Vernon Pitts, warden of the Municipality of the District of Guysborough, said he's hoping the project breathes new life into the defunct town, which experienced a devastating downturn in its groundfishing industry roughly two decades ago.
"That pretty much decimated the town and they've been struggling ever since. There's work down there but there's never enough work and never enough people," said Pitts of the tiny community, which has been a fishing port since 1604, became an independent town in 1901 and was dissolved into the Guysborough municipality in 2012.
He estimates the town now has perhaps 500 residents -- less than half its 2006 population, according to Statistics Canada.
"We're land rich and people poor. We have lots of land and a prime location and people are really excited about this. We're certainly hoping that it will continue forward."
Once completed, the site would be used to launch the Ukrainian-built Cyclone 4M rocket into space. The company said the Ukrainian provider of the rocket, Yuzhnoye and Yuzhmash, has been in operation for 62 years and has built and launched more than 400 spacecraft.
CEO John Isella said the project is solely a commercial venture and no government funding has been requested, mainly due to the relationship with the Ukrainian firm. He said it will cost upwards of $226 million to get the company to the first launch.
"We are leveraging the tremendous heritage that exists in Ukraine in the rocket industry," Isella said. "So we are not starting from scratch with the design of a rocket or with the design of the launch complex."
Isella said the company is optimistic it can break ground on its new facility within a year and meet market demands with a first launch in late 2020.
He said the spaceport would consist of a launch pad and a processing building and control centre that would be built about three kilometres away.
In addition to the construction jobs over three years, Isella said between 30 and 50 permanent jobs would be created locally. He said the local economy would also get a spinoff boost, because each launch mission would require up to 100 support staff who would populate the site for about six to eight weeks prior to a launch.

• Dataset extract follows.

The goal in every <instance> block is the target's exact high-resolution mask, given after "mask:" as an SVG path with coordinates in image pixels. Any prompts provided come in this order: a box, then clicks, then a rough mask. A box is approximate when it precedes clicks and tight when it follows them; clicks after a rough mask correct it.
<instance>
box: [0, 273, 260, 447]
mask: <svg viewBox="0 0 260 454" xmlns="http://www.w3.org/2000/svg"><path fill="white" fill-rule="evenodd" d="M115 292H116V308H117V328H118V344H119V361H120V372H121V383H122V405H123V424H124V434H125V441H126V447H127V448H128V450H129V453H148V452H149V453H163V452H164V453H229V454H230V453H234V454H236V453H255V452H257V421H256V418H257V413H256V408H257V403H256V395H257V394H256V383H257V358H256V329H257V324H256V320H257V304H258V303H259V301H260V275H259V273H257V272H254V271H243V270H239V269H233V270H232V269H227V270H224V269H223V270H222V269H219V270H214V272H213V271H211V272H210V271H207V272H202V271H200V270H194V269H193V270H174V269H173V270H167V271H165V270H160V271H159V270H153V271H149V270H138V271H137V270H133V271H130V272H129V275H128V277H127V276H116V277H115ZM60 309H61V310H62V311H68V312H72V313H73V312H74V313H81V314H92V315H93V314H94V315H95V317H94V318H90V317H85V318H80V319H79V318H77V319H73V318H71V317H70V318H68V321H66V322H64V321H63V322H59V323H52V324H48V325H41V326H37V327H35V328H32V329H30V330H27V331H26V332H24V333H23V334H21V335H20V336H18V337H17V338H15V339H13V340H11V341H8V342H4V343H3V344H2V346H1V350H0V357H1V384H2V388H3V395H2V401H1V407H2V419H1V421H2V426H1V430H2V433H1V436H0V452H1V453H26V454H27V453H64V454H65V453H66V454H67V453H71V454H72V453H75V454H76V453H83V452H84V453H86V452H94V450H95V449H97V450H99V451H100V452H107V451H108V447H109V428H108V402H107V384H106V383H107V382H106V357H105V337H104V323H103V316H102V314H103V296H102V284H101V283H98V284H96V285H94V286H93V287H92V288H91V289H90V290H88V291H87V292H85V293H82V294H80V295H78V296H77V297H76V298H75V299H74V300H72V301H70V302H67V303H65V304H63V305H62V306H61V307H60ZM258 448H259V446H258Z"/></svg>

Pitts said the possible benefits are not limited to the local area.
"It's good for Canso, it's good for the municipality and it's good for Nova Scotia. This is unheard for the province of Nova Scotia -- launching satellites? I've never heard of that before in this province," said Pitts, adding that members of the community are cautiously optimistic, quoting one resident as calling it a "pipe dream."
The company is working on getting regulatory approval from the federal and provincial governments.
Matier said that would involve environmental and land use approvals, as well as clearance from NAV Canada and Transport Canada. He said he met last week with the two federal agencies to discuss issues that could arise because the site would be near the main trans-Atlantic air corridor used by thousands of commercial airlines.
"There is optimal times where there is significantly less traffic, so it is a matter of trying to work out what kind of restricted space we'll need for our launch and when their air traffic is heaviest or lightest," said Matier.
He said the company would also have to consider the needs of local fishermen, because any launch would need a large amount of open water south of the pad location.
"We certainly can't be doing that (launching) in the middle of lobster season," said Matier.